Approximately four days ago, the ever-marvellous Straits Times’ Bryna Sim, reported on June 9 that the gnome-like blogger, Xiaxue, is running afoul of copyright law by reposting photos from her critics’ Facebook page on her own site:

Bryna Sim's splendid reporting on June 9 about Xiaxue.

An arts and entertainment lawyer Samuel Seow, who was quoted about the possible violation of copyright, clarified: “The photographers of the men in the photos own the copyrights. So only these photographers have the right to reproduce the pictures, based on the Copyright Act.”
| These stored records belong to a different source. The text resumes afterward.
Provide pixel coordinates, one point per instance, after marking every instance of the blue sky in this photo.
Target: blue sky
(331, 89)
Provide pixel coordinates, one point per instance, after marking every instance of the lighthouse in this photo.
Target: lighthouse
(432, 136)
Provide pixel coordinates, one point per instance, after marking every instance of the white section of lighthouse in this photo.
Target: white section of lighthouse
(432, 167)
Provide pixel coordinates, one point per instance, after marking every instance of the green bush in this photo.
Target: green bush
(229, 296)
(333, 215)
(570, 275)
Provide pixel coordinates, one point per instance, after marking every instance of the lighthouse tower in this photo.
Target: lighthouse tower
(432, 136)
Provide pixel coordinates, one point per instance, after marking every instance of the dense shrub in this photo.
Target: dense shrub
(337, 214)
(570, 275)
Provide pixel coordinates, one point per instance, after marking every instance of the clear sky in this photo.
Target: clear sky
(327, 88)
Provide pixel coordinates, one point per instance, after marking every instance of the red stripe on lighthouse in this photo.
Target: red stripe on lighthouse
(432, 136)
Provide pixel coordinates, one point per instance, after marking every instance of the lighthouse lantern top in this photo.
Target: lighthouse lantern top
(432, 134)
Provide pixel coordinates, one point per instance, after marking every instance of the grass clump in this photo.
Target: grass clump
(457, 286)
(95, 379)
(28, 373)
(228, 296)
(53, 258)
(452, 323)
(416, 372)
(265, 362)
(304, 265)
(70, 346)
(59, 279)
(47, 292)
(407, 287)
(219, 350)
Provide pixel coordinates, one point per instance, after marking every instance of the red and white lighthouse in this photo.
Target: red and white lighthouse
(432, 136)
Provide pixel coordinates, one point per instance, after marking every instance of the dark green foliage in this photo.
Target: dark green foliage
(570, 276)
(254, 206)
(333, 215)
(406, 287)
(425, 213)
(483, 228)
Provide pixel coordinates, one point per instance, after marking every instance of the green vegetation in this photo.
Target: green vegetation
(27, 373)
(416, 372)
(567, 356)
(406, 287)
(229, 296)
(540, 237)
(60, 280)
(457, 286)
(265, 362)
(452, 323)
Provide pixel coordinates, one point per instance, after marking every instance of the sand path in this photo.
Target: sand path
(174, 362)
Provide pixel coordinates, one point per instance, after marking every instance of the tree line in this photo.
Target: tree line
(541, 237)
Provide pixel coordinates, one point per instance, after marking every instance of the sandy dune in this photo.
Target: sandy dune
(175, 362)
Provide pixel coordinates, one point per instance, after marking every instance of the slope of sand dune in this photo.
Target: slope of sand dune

The point of the article was to say that no one, not even the Queen, Scarlett Johansson with her voluptuousness or Fann Wong, what more Xiaxue, has the right to republish photos that don’t belong to them.

In today’s name and shame campaign in ST:

ST nicks woman's photo from Facebook. Where is Bryna Sim, that tattletail, when you need her?

And this has not gone down well for people who trusted Bryna Sim to tell the truth, all the time, without fear or favour.

Mai Pian Wah, said as he picked up a stone from the ground: “I looked everywhere and left no stone unturned but I cannot find Bryna Sim. Where is she when you need her to write a story about violating copyright?”

Buay Du Lan, said as he slow-clapped and made the tsk-tsking sound: “Well done, can say other people, cannot say yourself.”

However, a Manpower Ministry spokesperson, who agreed to comment on the condition of anonymity, said this case is not about copyright or privacy law.

It is about productivity and labour issues.

“The newspaper industry is facing a productivity issue, an efficiency problem. The reporter needs to undergo skills upgrading. They need to use technology and implement a mindset shift so that each reporter can report on more stories and not leave any story out and this will raise the overall productivity to boost Singapore’s economy.”